The Shift of the Tide
Page 27
“No. Completely wrong.” Zyr’s criticism flayed my already flagging confidence.
I pushed the hair off my sweating face, inexpressibly weary. Every cell of my body seemed to throb, as if I’d been trying to tear myself apart from the inside out.
Zyr wiped his face also, the midday sun beating down on us. He was covered in dust, also grimy, also exhausted. We’d been working for hours and I hadn’t budged from human form. As set in place as any mossback ever was.
“You’re going about it backwards,” Zyr said—unnecessarily as that much was painfully obvious—bristling with frustrated impatience. For the first few hours he’d maintained his sunny teacher’s calm. He’d coaxed the most intransigent children into finding at least First Form. That I’d pushed him past his patience spoke volumes. Putting fists on slim hips, he glared at me. “You’re overthinking! And you know better. You of all people know that this is instinct, underneath thought. Stop trying so thrice-cursed hard.”

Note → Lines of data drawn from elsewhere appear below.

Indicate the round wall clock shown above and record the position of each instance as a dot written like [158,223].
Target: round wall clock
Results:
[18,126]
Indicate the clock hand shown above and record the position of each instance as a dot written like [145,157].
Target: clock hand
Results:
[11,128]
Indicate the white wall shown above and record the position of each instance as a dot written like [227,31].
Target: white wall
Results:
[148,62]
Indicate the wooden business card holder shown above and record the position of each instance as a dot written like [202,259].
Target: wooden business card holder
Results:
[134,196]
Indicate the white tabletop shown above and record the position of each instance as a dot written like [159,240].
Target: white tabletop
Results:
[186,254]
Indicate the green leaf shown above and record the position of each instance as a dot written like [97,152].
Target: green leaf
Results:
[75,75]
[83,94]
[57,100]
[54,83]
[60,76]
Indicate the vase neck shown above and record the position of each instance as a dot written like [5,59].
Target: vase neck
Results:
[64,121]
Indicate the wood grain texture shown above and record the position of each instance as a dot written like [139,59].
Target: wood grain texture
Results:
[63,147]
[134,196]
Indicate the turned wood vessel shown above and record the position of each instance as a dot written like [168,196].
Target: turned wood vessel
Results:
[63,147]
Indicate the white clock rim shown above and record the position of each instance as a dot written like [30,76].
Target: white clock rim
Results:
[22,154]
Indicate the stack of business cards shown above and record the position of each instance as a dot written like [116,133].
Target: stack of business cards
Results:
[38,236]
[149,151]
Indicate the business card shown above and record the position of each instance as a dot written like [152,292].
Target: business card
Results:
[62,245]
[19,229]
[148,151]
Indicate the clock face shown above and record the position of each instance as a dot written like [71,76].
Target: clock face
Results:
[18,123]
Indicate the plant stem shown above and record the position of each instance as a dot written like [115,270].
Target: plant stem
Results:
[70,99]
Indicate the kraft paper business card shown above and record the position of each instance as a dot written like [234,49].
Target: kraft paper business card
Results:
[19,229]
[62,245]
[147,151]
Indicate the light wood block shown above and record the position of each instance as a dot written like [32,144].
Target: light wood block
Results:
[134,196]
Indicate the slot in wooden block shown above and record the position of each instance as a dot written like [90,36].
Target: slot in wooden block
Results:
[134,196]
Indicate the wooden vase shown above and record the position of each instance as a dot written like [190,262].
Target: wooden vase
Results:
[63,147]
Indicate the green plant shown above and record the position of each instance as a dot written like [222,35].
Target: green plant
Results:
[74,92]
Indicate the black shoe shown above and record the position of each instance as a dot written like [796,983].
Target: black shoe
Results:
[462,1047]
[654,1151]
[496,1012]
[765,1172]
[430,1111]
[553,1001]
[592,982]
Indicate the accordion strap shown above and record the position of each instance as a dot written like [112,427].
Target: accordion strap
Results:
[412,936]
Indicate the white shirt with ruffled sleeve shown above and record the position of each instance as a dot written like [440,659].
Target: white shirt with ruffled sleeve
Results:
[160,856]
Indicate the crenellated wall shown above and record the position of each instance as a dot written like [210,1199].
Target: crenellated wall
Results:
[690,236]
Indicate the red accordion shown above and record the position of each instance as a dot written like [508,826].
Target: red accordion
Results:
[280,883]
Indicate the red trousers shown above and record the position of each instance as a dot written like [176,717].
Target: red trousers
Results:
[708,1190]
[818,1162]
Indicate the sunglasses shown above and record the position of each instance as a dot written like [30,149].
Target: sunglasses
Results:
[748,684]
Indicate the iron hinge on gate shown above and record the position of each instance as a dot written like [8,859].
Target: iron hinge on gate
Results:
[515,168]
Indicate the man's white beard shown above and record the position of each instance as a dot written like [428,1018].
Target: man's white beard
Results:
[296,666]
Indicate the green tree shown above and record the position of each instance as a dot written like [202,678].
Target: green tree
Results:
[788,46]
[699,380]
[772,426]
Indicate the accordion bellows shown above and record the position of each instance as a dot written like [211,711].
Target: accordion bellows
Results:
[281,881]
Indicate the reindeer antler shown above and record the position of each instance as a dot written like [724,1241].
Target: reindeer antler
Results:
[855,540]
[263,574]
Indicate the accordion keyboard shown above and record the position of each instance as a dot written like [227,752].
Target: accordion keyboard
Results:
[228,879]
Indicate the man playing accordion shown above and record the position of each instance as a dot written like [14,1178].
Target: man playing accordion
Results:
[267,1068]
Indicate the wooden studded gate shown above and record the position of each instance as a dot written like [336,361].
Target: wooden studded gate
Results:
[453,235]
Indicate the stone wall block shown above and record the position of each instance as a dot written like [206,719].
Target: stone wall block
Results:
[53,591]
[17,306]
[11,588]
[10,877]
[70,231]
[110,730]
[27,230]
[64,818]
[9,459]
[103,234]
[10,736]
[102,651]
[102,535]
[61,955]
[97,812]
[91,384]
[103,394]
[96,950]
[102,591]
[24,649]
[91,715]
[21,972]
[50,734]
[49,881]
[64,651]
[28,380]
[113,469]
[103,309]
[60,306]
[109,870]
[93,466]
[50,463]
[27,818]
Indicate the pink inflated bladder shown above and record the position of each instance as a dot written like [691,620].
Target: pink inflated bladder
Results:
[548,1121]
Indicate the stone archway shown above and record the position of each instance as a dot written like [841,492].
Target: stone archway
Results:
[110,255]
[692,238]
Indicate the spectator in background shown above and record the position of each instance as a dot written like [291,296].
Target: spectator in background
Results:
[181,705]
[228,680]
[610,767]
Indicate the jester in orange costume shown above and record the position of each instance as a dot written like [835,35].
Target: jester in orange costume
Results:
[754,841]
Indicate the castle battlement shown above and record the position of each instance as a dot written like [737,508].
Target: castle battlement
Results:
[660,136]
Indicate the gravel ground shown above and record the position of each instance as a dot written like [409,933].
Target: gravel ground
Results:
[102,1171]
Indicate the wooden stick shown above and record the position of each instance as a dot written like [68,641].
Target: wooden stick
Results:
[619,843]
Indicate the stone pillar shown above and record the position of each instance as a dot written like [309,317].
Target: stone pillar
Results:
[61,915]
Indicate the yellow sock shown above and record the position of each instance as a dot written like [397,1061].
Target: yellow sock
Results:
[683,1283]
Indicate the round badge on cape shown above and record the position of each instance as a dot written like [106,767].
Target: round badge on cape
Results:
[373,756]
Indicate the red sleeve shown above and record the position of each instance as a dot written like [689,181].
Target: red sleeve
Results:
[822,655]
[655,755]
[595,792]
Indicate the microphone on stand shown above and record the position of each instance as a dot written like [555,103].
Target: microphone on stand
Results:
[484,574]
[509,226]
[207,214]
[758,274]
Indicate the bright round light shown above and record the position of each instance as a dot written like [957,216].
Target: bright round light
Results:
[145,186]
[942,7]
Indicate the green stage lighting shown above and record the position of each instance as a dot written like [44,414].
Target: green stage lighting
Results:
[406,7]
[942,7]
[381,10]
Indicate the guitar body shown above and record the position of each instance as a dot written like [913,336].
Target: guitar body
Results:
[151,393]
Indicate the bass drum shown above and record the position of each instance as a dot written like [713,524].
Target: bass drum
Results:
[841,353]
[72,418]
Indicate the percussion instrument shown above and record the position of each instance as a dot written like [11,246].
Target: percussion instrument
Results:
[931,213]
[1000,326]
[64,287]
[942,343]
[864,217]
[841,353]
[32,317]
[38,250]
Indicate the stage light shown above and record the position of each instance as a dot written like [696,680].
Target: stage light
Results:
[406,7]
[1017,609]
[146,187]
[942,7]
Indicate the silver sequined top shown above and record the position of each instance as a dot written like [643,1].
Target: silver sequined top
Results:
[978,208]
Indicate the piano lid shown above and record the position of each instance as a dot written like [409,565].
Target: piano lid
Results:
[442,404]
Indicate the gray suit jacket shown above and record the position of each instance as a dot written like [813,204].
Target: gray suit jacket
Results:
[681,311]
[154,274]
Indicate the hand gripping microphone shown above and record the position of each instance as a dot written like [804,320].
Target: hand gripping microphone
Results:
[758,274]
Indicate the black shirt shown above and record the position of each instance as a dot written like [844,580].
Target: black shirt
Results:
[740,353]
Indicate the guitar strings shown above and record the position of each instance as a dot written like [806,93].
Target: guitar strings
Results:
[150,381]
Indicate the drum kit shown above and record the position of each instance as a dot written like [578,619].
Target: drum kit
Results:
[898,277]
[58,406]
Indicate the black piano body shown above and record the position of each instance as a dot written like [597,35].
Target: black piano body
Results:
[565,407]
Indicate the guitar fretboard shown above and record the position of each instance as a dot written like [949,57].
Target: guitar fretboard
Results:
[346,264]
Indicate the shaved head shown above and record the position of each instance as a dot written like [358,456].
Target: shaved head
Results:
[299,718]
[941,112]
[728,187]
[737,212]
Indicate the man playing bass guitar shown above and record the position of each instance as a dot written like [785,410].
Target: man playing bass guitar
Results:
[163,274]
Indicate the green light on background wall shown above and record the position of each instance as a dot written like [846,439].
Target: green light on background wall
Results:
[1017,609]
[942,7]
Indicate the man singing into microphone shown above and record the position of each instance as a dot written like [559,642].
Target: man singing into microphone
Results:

“And how in Moranu am I supposed to do that?” I’d meant to snap back at him, but I only sounded tired and pitiful. I sat back on my heels, tired of kneeling in the dust, like some mossback child pretending to be a pony. We’d switched to trying for that form when my least attempt at First Form sent me into near paralysis with terror.
“How did you always do it?” he demanded. “You were the one who never needed lessons. You’re a better shapeshifter than I am. I don’t understand this.”
“I don’t understand it either and I don’t know how I did it before. I just… did.”
You’ve lost your nerve. Jepp’s flatly pragmatic diagnosis whizzed around my mind in dizzying circles, like the hummingbird I might never be again. Just that thought brought out a fresh outbreak of cold sweat, dripping down my ribs to soak into my already saturated dress.
With a sigh, Zyr dropped to the dust beside me. He put his head in his hands, then looked at me, blue eyes dark with compassion and weariness. “I think that’s part of the problem. You had so much innate talent that you never had to learn or practice. Shapeshifting was always so easy for you. Now you’re trying too hard and entirely the wrong way.”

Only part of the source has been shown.